Mit dem 18. Jahrhundert und insbesondere ab der Herrschaft Maria Theresias nahm die Tendenz zur Rechtsvereinheitlichung durch die Erlassung von länderübergreifenden Ordnungen und schließlich Kodifikationen ganzer Rechtsgebiete zu. Geistesgeschichtlicher Hintergrund dieser Bemühungen war die Aufklärung, die das "allgemeine", säkulare Vernunftrecht propagierte. Man glaubte, aus naturrechtlichen und damit dauerhaft gültigen Rechtsprinzipien das positive Recht ableiten zu können, welches dann als "allgemeines" Recht allerorts eingeführt werden konnte. Somit war allgemeines Recht auch überörtliches Recht und prädestiniert für rechtsvereinheitlichende Vorstellungen. Gerade für die habsburgischen Herrscher war hier ein Ansatzpunkt für Staats- und Rechtsreformen gegeben, welche die bisherige Monarchische Union von Ständestaaten zu einem (monarchischen) Staat wandelten, der schließlich 1804 mit "Kaisertum Österreich" auch einen verbindenden Namen erhalten sollte. Folgende Rechtsgebiete wurden kodifiziert: das Strafrecht (Constitutio Criminalis Theresiana 1768, Allgemeines Gesetzbuch über Verbrechen 1787), das Strafprozessrecht (Allgemeine Kriminalgerichtsordnung 1788), das Zivilrecht (Allgemeines bürgerliches Gesetzbuch 1786 = Teil-ABGB; Allgemeines Bürgerliches Gesetzbuch 1811) und das Zivilprozessrecht (Allgemeine Gerichtsordnung 1781). Was fehlte, war das öffentliche Recht beziehungsweise das weite Feld des Verwaltungsrechts, der früher so genannten "Policey", welches aufgrund der Fülle an territorial unterschiedlichen Regelungen sowie der raschen Veränderlichkeit einer Systematisierung schwer zugänglich war.

Das Projekt des Politischen Kodex ist in der historischen und rechtshistorischen Literatur zwar bekannt, wurde aber noch niemals monografisch und mit dieser Quellenfülle behandelt. Es stand immer im Schatten der parallel ablaufenden Kodifikationsarbeiten zum Allgemeinen Bürgerlichen Gesetzbuch, welches - im Gegensatz zum Politischen Kodex - auch vollendet wurde und seit 1811 die österreichische Privatrechtswissenschaft geprägt hat.
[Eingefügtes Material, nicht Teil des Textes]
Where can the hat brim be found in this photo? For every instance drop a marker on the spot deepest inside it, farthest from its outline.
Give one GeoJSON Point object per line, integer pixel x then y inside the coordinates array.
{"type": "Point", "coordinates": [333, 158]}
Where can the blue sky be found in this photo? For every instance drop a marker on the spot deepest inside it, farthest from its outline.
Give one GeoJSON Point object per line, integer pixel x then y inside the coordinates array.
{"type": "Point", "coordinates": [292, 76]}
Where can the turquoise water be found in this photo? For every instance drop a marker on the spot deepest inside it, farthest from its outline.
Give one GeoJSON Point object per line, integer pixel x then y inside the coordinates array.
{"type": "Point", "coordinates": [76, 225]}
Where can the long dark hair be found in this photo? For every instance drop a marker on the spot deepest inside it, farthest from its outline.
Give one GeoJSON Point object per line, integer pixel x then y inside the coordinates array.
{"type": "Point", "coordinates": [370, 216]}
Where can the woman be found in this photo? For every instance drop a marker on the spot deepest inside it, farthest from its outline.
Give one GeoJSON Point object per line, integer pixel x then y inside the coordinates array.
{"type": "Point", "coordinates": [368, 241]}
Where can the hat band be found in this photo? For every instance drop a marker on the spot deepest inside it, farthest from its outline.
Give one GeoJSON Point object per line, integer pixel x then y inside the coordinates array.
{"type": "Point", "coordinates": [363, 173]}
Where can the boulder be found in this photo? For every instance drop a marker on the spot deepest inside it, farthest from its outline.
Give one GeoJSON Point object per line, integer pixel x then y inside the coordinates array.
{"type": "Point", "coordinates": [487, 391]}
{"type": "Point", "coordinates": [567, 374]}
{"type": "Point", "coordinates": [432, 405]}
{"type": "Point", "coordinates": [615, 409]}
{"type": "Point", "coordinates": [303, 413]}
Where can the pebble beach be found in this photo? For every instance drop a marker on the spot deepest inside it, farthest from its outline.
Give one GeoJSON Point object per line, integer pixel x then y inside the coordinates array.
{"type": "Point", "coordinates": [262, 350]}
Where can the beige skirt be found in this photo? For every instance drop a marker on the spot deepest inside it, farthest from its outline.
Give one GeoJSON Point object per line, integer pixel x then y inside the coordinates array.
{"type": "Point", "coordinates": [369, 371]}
Wagner stand bei der Durchführung seiner Arbeit vor einer sehr schwierigen Quellenlage. Die zentralen Aktenbestände zu seinem Thema waren entweder durch Kriegseinwirkungen vernichtet wie die Staatsratsakten im Zweiten Weltkrieg (20) oder zum Teil beim Justizpalastbrand stark beschädigt worden wie die Akten des Allgemeinen Verwaltungsarchivs (20 f.). Zusätzliche Verwirrung brachten Restaurierungsarbeiten an thematisch relevanten Brandakten, bei denen diese anscheinend durcheinander gebracht wurden. Fehlende oder zerstörte Akten aus den genannten Beständen konnten aber durch Eintragungen in den (noch vorhandenen) Indizes zu den Staatsratsakten sowie den Staatsratsprotokollen erschlossen werden. Es ist daher Wagner hoch anzurechnen, dass er seiner Darstellung einen ausgiebigen Quellenanhang (235-520) beigefügt hat. Nicht nur wurden darin die relevantesten Aktenstücke ediert, sondern darüber hinaus auch penibel versucht, die Brandakten zu rekonstruieren, womit der zukünftigen Forschung ein großer Dienst erwiesen wurde.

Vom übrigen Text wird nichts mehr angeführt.